Preparare la passata di pomodoro in casa è una tradizione che molti ancora custodiscono con cura. Tuttavia, a volte può capitare di notare bollicine, odori strani o un sapore acido: segnali evidenti che la fermentazione è iniziata. Ma perché succede?
La causa principale è la sopravvivenza di microrganismi resistenti durante il processo di sterilizzazione. In particolare, spore di batteri come i clostridi termofili possono resistere alle alte temperature se il barattolo non è stato sigillato correttamente o se la sterilizzazione non è stata sufficientemente prolungata. Questi batteri, noti come sporigeni, rimangono inattivi durante la fase di riscaldamento, ma appena la passata si raffredda, riprendono vita.

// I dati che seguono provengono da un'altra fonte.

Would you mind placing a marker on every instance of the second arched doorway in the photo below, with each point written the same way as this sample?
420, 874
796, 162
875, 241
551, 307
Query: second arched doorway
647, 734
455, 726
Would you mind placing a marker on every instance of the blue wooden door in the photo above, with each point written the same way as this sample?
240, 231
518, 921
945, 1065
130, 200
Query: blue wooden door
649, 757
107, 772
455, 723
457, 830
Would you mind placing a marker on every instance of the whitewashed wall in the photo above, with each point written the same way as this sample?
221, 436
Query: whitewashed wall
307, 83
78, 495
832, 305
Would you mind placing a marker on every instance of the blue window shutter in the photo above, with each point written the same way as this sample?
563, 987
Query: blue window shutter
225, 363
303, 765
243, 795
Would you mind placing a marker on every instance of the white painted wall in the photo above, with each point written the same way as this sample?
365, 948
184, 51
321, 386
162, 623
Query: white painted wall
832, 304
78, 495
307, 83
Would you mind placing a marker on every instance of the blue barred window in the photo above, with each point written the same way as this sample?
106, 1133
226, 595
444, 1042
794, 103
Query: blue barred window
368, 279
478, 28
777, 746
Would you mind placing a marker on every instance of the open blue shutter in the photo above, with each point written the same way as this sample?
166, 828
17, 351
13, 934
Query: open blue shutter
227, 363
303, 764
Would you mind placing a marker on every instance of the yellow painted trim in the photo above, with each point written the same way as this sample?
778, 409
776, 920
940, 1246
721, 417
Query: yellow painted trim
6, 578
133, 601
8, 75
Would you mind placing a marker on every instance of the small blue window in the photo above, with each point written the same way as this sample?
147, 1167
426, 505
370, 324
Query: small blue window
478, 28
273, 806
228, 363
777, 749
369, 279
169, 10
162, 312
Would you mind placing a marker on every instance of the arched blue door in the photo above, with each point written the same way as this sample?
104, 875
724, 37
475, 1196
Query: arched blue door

Una volta attivi, iniziano a moltiplicarsi in assenza di ossigeno (condizione tipica dei barattoli chiusi) e producono acidi e gas, causando appunto la fermentazione. Il risultato è una salsa che bolle senza motivo, sviluppa un odore sgradevole o forma gonfiori sul coperchio.
È fondamentale, quindi, prestare attenzione a ogni fase della preparazione: lavare accuratamente i barattoli, assicurarsi che siano perfettamente sigillati e rispettare i tempi di sterilizzazione in acqua bollente. Un errore anche piccolo può compromettere l’intero lavoro.
Se noti segni di fermentazione, è meglio non rischiare: meglio buttarla. La sicurezza alimentare non va mai sottovalutata, soprattutto con conserve fatte in casa. Con un po’ di attenzione, però, è possibile gustare una passata sana, saporita e perfettamente conservata per mesi.